You have said you have not moved from your 2008 T4G talk on “race.” When I think of your recent writing it seems to me you have. Can you help me understand how it could be the case that you haven’t moved?

I wish I could convey his humble and honest tone in a blog post, because it’s a model for how you ask a question about a controversy.

Here’s my answer in a nutshell: The 2008 talk was a biblical theology on “race” arguing that there is only one “race” descended from Adam and Eve (Gen. 3:21; Acts 17:26). I absolutely believe that today. It’s what the Bible teaches.

But the talk was not a biblical treatment of racism. That would be an entirely different sermon, because unlike “race,” racism is real. I would have rooted racism in sins like pride, hatred, partiality, and a failure to love all expressed along the lines of “race.”

Chicken or Egg Question

Now, many people think that by dispelling the notion of “race” we thereby dispel (or at least make more difficult) any claims to racism. For them racism is what happens when we do bad things with “race.” They assume “race” comes first and racism perverts it. So if we could only get rid of “race” then we can be done with racism.

I actually don’t agree with this line of thinking. I think the opposite relation exists between “race” and racism.

First comes racism, then comes “race.” The idea of “race” is not the root of racism but the fruit of racism. “Race” is the debunked pseudo-scientific theory that racist philosophers and “scientists” made up to give racism legitimacy. Then racist thinking, covered in a patina of scientific credibility, worked its way into the bloodstream of white society and eventually nearly all societies. It became so dominant a way of thinking that both those who benefited and also those who suffered from racism adopted the theory and worldview. I am indebted to Fields and Fields in Racecraft: The Soul of Inequality in American Life for helping me see things in the opposite direction.

So, I do not write or speak about racism because I assume the reality of “race.” I write about racism because I see the reality of racism and want to pluck up that poisonous root.
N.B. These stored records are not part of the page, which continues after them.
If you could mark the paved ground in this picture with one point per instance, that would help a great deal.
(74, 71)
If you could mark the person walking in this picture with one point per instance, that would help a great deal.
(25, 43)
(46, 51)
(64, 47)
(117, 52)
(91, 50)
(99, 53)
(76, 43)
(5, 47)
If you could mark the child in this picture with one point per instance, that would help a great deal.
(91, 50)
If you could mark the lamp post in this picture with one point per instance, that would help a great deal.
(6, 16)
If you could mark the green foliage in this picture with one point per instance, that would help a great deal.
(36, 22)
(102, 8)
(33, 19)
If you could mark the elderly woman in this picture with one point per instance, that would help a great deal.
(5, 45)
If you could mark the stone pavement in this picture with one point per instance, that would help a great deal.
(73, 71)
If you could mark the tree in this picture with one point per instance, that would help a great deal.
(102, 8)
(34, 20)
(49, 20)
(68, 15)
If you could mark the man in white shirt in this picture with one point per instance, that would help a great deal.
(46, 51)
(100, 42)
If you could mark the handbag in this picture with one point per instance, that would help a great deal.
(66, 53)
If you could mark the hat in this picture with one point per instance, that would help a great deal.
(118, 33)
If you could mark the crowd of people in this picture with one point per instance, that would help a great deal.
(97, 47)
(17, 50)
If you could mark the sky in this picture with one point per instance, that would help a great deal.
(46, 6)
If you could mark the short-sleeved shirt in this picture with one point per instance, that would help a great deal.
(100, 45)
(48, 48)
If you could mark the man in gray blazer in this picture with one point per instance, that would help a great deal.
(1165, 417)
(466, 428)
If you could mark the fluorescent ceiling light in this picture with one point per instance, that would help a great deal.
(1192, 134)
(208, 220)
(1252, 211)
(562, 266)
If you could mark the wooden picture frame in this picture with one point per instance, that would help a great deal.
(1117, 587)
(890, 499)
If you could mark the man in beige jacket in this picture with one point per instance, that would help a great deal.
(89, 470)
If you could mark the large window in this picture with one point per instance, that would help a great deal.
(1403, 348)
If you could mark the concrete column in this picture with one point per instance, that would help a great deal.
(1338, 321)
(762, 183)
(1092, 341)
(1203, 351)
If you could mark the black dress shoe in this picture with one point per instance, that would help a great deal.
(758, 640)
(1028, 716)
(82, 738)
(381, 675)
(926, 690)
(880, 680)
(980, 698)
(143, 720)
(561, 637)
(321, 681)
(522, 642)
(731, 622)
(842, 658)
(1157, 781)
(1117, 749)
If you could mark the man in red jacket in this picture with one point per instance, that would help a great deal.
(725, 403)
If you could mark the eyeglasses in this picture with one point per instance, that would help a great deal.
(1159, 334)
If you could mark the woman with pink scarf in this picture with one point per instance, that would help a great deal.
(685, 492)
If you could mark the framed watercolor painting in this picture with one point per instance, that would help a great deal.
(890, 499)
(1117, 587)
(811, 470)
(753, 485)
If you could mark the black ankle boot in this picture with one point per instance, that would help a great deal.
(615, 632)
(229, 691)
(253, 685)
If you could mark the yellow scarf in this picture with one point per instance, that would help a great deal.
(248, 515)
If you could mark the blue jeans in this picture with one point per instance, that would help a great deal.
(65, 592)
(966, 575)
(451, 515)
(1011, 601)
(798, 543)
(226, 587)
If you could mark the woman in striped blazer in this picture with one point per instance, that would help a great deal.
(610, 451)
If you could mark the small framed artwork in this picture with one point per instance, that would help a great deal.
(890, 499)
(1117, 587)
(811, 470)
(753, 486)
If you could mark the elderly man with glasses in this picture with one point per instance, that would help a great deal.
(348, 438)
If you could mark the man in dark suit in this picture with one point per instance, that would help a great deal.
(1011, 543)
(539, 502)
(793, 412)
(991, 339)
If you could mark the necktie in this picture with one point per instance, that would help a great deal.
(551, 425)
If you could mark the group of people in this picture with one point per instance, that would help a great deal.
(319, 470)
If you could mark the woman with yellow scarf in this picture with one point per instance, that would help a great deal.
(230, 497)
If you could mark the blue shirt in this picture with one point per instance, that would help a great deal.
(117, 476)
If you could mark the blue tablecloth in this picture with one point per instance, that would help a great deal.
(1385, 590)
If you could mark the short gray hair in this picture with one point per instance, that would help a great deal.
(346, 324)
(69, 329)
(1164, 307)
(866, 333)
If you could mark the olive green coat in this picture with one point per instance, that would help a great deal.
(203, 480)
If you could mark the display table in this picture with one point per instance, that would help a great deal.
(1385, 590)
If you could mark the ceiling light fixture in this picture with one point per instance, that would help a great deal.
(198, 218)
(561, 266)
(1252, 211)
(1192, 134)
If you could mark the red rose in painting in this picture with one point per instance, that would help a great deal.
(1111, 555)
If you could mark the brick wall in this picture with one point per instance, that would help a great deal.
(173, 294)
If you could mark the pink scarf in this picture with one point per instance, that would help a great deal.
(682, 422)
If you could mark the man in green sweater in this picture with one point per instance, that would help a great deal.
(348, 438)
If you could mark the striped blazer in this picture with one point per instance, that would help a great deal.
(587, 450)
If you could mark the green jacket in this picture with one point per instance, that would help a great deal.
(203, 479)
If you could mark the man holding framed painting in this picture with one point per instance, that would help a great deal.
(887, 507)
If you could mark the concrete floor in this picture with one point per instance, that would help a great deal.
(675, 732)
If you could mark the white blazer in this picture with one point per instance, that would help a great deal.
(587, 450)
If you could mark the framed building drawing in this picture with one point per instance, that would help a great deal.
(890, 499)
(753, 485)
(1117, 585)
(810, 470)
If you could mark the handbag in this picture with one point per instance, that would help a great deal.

When you hear or read me decrying racism, do not think, Why must he bring up “race.” I hope you will think, How does he see racism—fear, prejudice, partiality, hatred, favoritism, and so on—at work?

“Race” is a distraction, an illusion created by charlatans hiding their sin. Today many people, like audiences at a magic show, wittingly and unwittingly, participate in the racists’ parlor trick. But progress can only truly be made if we simultaneously reject unbiblical anthropology while calling out a real biblical sin. I am trusting that as intelligent readers and listeners you will hold together two complementary strategies simultaneously: the rejection of “race” as a biological reality, on the one hand, and on the other the identification and rejection of the real sins at the root of “race.”

The chicken racists of bygone centuries laid the egg of “race.” If we wring the chicken’s neck with confrontation and confession we won’t have to worry about their rotten eggs.